UK construction growth at weakest since June as job cuts continue

Tom Belger
·Finance and policy reporter
·3 min read
New purchasing managers' index (PMI) data shines a light on how UK construction firms are coping with COVID-19. Photo: Justin Tallis/AFP via Getty Images
New purchasing managers' index (PMI) data shines a light on how UK construction firms are coping with COVID-19. Photo: Justin Tallis/AFP via Getty Images

UK construction growth has slowed to its weakest since June over the past month, and firms have continued to slash jobs.

A new survey shows momentum waning in the industry, even ahead of England’s new lockdown coming into force. Employment in the industry continued to fall last month amid heightened economic uncertainty, according to consultancy IHS Markit and the Chartered Institute of Procurement & Supply (CIPS).

But most firms continue to report growth in work, albeit at a slower pace than in September. Demand for materials was so high it outsripped supply, pushing up costs.

Firms have been buoyed by pent-up demand over the summer in the wake of the first nationwide lockdown. The impact of England’s new lockdown remains to be seen, with construction work and the property sector allowed to remain open but curbs likely to have a heavy toll on the wider economy that risks dampening demand.

READ MORE: UK services firms close to stalling even before lockdown

The purchasing managers’ index (PMI) data is based on a poll of construction firms, and is closely followed by investors and economists. Survey results are turned into a headline figure between 0 and 100. Readings above 50 show most firms are expanding, while readings below 50 show decline.

October’s reading came in at 53.1, compared to the 56.8 reading in September, when firms had seen the biggest rise in new work since before the first nationwide lockdown.
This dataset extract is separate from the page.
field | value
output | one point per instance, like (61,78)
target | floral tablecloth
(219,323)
Most UK construction firms reported growth, indicated by readings above 50, but at a slower pace in October than the previous month. Chart: IHS Markit / CIPS.
Most UK construction firms reported growth, indicated by readings above 50, but at a slower pace in October than the previous month. Chart: IHS Markit/CIPS

The home-building sector has seen some of the strongest recent growth within construction, fuelled by stamp duty cuts and soaring demand for moves since the pandemic hit.

The latest figures suggest UK house price growth is at a five-year high despite the crisis, with low interest rates, mortgage holidays and furlough limiting much of the fallout from the economy’s troubles. Mortgage interest rates and unemployment are rising, however.

The speed of recovery only eased slightly in housebuilding last month, while commercial activity continued to rise. Yet work in civil engineering declined for a third month in a row, with more firms reporting shrinking work than at any time since May.

"Activity growth in the construction sector dipped a little in October as supply chain challenges impacted on productivity, and some of the momentum from the last few months leaked away,” said Duncan Brock, group director at the CIPS.

“The largest blot on the landscape was the number of redundancies and job shedding reported by construction firms, though builders remained relatively cheerful about the next 12 months.”

READ MORE: UK factories losing steam as restrictions tighten

Data released for eurozone construction firms on Thursday showed a far worse reading of 44.9, indicating steep declines in work.

Meanwhile PMI figures for Britain’s dominant services sector earlier this week also showed recovery fading as national and regional restrictions have hit hospitality, leisure, retail and other services firms. Companies were almost evenly split between those reporting growth and decline, with a reading of 51.4 sharply down from the 56.4 reading seen a month earlier.

Manufacturing growth has also slowed, though it remained more firmly in positive territory on 53.7 with export demand in China, the US and Europe helping firms. Makers of consumer goods saw output decline last month however, blaming local lockdowns and falling demand among households as the virus has flared up once more.